ECONOMY

Revenue shortfall grew 1 bln in May

The increasing revenue shortfalls, growing state debts and exhaustion of the state’s cash reserves illustrate the crumbling of the 2015 budget, and the state in general, over the last few months. The country’s creditors see that economic conditions are deteriorating with every month that goes by, and that is the main reason they are now asking for tougher measures – to offset the budget’s losses to date.

Sources say that May state revenues posted a fresh shortfall of 1 billion euros, even though the payment program for state debtors, allowing them to pay off their dues in up to 100 installments, did bolster the public coffers. At the same time, Finance Ministry data show that the state’s expired debts climbed by 1.1 billion euros in the first four months of the year, while the shortfall in available cash reserves for June alone amounts to 3 billion euros.

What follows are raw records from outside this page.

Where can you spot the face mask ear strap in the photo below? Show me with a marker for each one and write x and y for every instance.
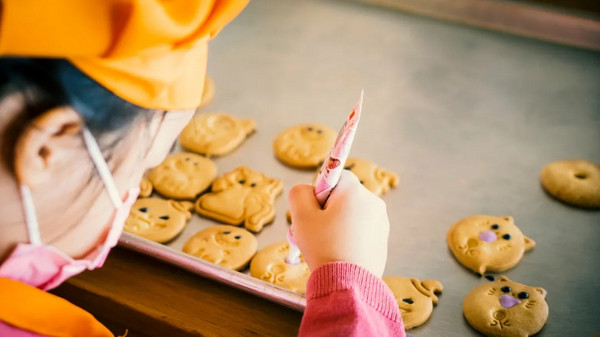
(33, 228)
(102, 167)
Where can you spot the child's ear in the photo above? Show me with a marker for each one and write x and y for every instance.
(541, 291)
(184, 207)
(503, 279)
(529, 243)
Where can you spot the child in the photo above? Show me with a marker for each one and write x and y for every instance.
(99, 93)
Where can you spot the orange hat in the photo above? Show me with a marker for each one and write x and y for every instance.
(151, 53)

In total, the lag in budget revenues in the period from January to May 2015 amounts to about 2 billion euros, of which almost half concerns the shortfall of last month alone. Delays in the submission of taxpayers’ and corporations’ income tax statements have contributed to that problem, but there is also an issue with indirect taxes, given that consumption has declined due to the uncertainty over the last few months.

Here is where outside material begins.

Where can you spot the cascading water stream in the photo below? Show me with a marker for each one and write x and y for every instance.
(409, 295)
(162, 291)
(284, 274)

Official ministry data showed that the primary budget surplus in the first four months of the year amounted to 651 million euros, against 1.6 billion euros in the first four months of 2014. This is mainly attributed to the fact that the social security funds posted a primary deficit of 738 million, against a primary surplus of 438 million euros in the same period last year.

To plug the hole in revenues and cover its obligations to creditors, the SYRIZA-led government has decided to halt payments to other parties. By end-April, the expired debts of the state reached 4.8 billion euros, against 4.4 billion at end-March, including the pending tax rebates.

The main problem in the 1.1-billion-euro rise in state arrears this year to end-April is in the debts of the National Organization for Healthcare Provision (EOPYY) and hospitals, which have expanded by 663 million euros within four months.